Koivisto, while standing on the shoulder of giants, has implemented many of it's own specialities to both search and classical eval on top of well known concepts. We are now taking the path of the sloth, and replacing our beloved RME with a silly neural network. We want to maintain our distance from other engines, so it was important that our NN development kept the same 'koivisto touch' that we already had before. All three aspects of our development have been done internally and are our own. We have written our own trainer, generated our own data, and have our own NN probing code. We strive to be as original as possible, and will not veer from this path moving forward.

Generation of higher quality data is going on and might lead to additional elo being gained here. Since the NN branch in our project started as a small test to verify the integrity of our NN tuner, we have choosen a very simple, non-relative, 2-layer, 12x64-input network. A new topology is high on our list since we do consider the topology to be very far from optimal.

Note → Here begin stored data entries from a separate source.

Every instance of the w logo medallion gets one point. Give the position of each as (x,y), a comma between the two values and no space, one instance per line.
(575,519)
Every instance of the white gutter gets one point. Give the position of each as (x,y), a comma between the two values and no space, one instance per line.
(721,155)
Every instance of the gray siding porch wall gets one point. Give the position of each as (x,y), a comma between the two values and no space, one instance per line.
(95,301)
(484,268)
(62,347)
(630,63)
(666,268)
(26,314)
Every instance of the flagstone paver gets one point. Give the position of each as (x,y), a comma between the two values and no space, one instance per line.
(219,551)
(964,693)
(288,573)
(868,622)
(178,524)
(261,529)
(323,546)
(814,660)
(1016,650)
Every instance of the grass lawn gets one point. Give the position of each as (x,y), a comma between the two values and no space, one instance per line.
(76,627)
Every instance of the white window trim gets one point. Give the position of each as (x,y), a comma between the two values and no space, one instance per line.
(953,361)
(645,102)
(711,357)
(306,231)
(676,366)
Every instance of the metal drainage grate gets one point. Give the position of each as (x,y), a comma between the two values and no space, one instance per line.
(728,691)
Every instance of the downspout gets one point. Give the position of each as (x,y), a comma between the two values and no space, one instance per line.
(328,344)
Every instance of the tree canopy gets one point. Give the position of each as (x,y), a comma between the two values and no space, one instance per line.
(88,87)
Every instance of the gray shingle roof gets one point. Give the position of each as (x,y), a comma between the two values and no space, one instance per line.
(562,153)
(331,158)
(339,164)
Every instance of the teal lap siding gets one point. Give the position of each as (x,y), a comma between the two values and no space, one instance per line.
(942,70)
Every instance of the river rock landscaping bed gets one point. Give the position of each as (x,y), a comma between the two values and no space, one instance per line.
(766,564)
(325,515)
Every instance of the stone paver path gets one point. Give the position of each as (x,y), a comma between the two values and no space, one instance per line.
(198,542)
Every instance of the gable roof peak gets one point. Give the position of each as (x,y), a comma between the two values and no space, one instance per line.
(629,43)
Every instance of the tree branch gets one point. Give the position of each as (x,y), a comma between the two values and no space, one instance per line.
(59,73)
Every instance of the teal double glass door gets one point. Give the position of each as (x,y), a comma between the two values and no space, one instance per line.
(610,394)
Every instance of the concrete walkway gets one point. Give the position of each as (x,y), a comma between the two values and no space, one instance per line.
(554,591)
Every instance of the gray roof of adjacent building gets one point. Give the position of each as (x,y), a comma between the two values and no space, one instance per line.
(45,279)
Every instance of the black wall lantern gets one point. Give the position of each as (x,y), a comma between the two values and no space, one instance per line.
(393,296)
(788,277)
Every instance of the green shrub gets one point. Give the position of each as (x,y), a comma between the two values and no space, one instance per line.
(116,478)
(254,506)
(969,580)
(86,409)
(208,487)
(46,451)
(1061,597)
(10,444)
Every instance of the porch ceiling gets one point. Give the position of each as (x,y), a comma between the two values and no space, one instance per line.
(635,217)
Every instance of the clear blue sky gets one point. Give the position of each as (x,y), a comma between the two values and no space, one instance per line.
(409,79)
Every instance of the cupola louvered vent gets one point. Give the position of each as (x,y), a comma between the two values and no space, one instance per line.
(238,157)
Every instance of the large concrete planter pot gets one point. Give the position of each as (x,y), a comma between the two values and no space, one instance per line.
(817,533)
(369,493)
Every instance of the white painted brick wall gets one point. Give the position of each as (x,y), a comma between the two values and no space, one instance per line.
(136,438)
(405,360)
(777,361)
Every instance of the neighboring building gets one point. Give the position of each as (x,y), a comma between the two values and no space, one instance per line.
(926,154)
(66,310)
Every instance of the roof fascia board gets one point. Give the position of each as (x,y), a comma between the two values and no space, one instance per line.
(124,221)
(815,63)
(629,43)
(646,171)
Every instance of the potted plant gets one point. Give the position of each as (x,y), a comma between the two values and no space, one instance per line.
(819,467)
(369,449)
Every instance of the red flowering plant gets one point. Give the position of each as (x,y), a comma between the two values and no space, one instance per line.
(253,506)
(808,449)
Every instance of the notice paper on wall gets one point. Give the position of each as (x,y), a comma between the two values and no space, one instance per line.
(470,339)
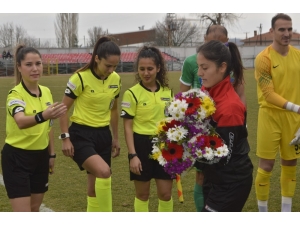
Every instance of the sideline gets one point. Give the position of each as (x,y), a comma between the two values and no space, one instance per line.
(43,208)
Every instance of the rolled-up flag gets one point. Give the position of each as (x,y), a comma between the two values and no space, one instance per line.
(179,188)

Beside the addition of neural network code inside Koivisto, we have 83 further elo gaining patches since 4.0. Many RME patches have been going on which are eventually invalidated. More to that later. Our search has also made a lot of progress. Adding further unique ideas not found in any other engine so far, we gained a large amount of elo inside our search since then.

Together with the neural network code, our results look similar to this against Koivisto 4.0.

ELO   | 367.3 +- 30.5 (95%)
CONF  | 10.0+0.10s Threads=1 Hash=16MB
GAMES | N: 919 W: 767 L: 46 D: 106

Due to the size of the network, we will keep the networks seperate in a submodule of our repository. Further information can be found on our github page. Furthermore, the only compile we offer are AVX2 compiles. Any machine which does not support AVX2 will not be able to run Koivisto games from now on.


Beside Koivisto 5.0 being released, we will also ship binaries for 4.83. Since many people, especially Berserk author has helped with our classical evaluation, we want to make a final release which marks the end of development for RME inside Koivisto.


We want to thank all the contributors to the project, especially Berserk author for his massive contribution to our search and the classical evaluation, @justNo4b for helping and supporting us with various topics and helping with the training of neural networks, Andrew Grant for the many discussions we had to improve parts of the code, sharing scripts and many more. Beside that we thank the official OpenBench discord with all its members (especially noobpwnftw) for answering any question we have as soon as possible and supporting us whenever possible. We also want to thank the author of Seer for offering us to share training resources and giving us ideas for training our classical as well as our neural network evaluation.